São grãos verdes e com traços identitários os que temos diante de nós e que os provadores colhem nas mãos para levar ao nariz. Inspirar. É um dos passos da análise a que se submetem os grãos antes de serem moídos. Há ainda o exame visual, que detecta defeitos, inertes e compara com os padrões. O robusta, descrevem-nos, é arredondado, esférico, de cor amarelada e acastanhada - na mão vemos um grão com defeito, está furado; o arábica natural é mais comprido, achatado, com um filamento interno em forma de "s" e cor mais esverdeada mas com película de notas acastanhadas; o arábica lavado é quase igual, mas com tonalidades que balançam entre o verde e o azul, sem película. Colocados num crivo - caixa com várias peneiras, abanada como uma matraca - determina-se o seu tamanho (aqui, o tamanho é importante: quanto maior melhor, porém, o padrão é o de cada região, não um valor universal); há análises químicas que são feitas - e um computador onde todos os parâmetros de cada amostra são inseridos para a classificação. "Conferimos os parâmetros físico-químicos", explica Alexandre, "mas a prova de taça é que interessa".
Do verde ao torrado
A longa fachada branca que nos recebe não esconde a antiguidade: brilha como nova mas tem a aparência venerável dos edifícios industriais antigos, com enormes janelões e sóbrios motivos decorativos. Data de 1920 e é património classificado pelo IGESPAR. Já foi uma tecelagem, agora alberga a sede da empresa que detém a Torrié.
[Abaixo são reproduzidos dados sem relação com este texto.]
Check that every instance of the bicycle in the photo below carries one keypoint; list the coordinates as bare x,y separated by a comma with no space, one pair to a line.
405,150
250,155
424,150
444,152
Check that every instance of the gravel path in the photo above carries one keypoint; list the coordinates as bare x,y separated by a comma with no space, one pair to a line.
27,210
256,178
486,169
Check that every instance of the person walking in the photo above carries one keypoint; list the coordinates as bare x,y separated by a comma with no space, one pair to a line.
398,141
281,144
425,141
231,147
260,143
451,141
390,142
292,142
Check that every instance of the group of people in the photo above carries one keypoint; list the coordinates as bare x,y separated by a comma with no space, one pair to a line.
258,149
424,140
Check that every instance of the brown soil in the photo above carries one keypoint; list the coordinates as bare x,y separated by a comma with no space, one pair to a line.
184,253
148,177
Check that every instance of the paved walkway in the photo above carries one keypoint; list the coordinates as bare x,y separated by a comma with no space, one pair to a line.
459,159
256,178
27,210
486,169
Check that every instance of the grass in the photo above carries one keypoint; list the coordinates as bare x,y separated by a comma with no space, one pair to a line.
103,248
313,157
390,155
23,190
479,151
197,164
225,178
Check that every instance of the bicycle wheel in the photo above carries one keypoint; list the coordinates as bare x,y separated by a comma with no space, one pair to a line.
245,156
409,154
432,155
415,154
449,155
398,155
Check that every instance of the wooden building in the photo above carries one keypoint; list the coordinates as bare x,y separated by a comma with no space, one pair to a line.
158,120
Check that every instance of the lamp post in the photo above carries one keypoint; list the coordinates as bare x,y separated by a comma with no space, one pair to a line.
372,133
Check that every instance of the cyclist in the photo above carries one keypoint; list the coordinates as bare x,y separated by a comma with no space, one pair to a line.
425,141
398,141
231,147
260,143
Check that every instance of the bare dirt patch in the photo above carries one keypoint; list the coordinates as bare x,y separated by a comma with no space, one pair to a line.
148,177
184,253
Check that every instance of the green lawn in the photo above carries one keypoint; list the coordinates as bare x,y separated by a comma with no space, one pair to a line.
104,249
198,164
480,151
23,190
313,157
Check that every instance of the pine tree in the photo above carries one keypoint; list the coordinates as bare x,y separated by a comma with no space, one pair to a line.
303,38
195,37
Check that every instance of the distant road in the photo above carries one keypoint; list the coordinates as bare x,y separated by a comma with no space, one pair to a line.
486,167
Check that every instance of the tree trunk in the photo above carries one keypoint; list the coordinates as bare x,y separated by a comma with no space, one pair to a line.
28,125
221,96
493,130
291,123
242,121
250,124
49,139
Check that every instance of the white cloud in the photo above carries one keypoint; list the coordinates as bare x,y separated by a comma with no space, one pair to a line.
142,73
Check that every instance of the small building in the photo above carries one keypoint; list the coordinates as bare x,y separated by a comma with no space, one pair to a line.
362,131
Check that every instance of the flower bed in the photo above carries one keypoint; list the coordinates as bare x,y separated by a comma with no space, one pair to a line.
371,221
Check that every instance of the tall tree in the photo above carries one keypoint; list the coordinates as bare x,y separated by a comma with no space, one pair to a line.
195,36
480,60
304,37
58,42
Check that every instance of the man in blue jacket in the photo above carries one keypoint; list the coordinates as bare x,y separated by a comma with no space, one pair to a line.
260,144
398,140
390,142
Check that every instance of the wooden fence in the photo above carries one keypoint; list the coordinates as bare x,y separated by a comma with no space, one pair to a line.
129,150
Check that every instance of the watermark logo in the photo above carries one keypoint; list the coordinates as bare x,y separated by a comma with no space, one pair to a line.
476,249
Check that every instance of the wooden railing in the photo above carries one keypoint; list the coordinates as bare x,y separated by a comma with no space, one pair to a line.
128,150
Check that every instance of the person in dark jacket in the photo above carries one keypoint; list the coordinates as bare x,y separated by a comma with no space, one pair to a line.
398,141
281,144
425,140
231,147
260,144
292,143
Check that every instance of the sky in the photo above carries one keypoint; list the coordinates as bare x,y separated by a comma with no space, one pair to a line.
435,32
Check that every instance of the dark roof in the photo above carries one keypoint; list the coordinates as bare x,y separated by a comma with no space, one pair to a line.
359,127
Para chegar à torrefacção, contornamo-lo, entre aroma de café que paira intenso, até outro edifício nas traseiras. É aqui que se armazenam, desenvolvem e produzem os cafés da Torrié.
Fazemos o percurso do café quando chega e vamos directos ao armazém de café verde. Há um aroma intenso - herbáceos, esclarece Pedro Ribeiro, mas as alergias já haviam dado o alerta - que nos envolve quando entramos nos amplos espaços de pé direito imponente onde se amontoam sacos de café (em juta natural, que não interfere com o aroma), separados como ilhas, que vão de cima a baixo amparados por vigas de madeira, e com pequenas lousas com os dados de café escritos a giz.
"Pode parecer arcaico mas é a melhor maneira de acondicionar o café." Tem a humidade certa, permite trocas gasosas - "num silo podia ter problemas". É aqui que se recolhem as amostras do café que chega em contentores e que é necessário comparar com a matéria-prima encomendada várias semanas antes: com um colhedor de amostras, algo tipo picador de gelo, com que se fura e fecha novamente o saco.
Não duram muito tempo aqui os grãos, que chegam de várias partes do mundo. "Estamos sempre à procura de novas origens", avança Alexandre Almeida. E a verdade é que o mercado dos cafés está em evolução e aos produtores clássicos se têm juntado "países não tão visíveis há uns anos". Aos produtores tradicionais da América Central (de boa qualidade geral: "os tipos de árvores e as plantações são interessantes, estão mais rotinados, os standards são bons e a técnica predominante [processamento lavado] faz com que a probabilidade de defeitos seja menor"), juntam-se um punhado de africanos (incluindo Angola, com o robusta, e Quénia, Etiópia e Ruanda, com o arábica) e asiáticos (Indonésia, Papua Nova Guiné), que agora têm a companhia (concorrência) do Laos e Vietname, por exemplo. E não se detêm muito tempo no armazém os grãos, dizíamos, porque, por regra, "depois de dois meses começam a perder lentamente qualidade" - depois da torrefacção, "aos seis meses está muito bom", mas este é um aspecto que varia "com a origem e o modo de torrar".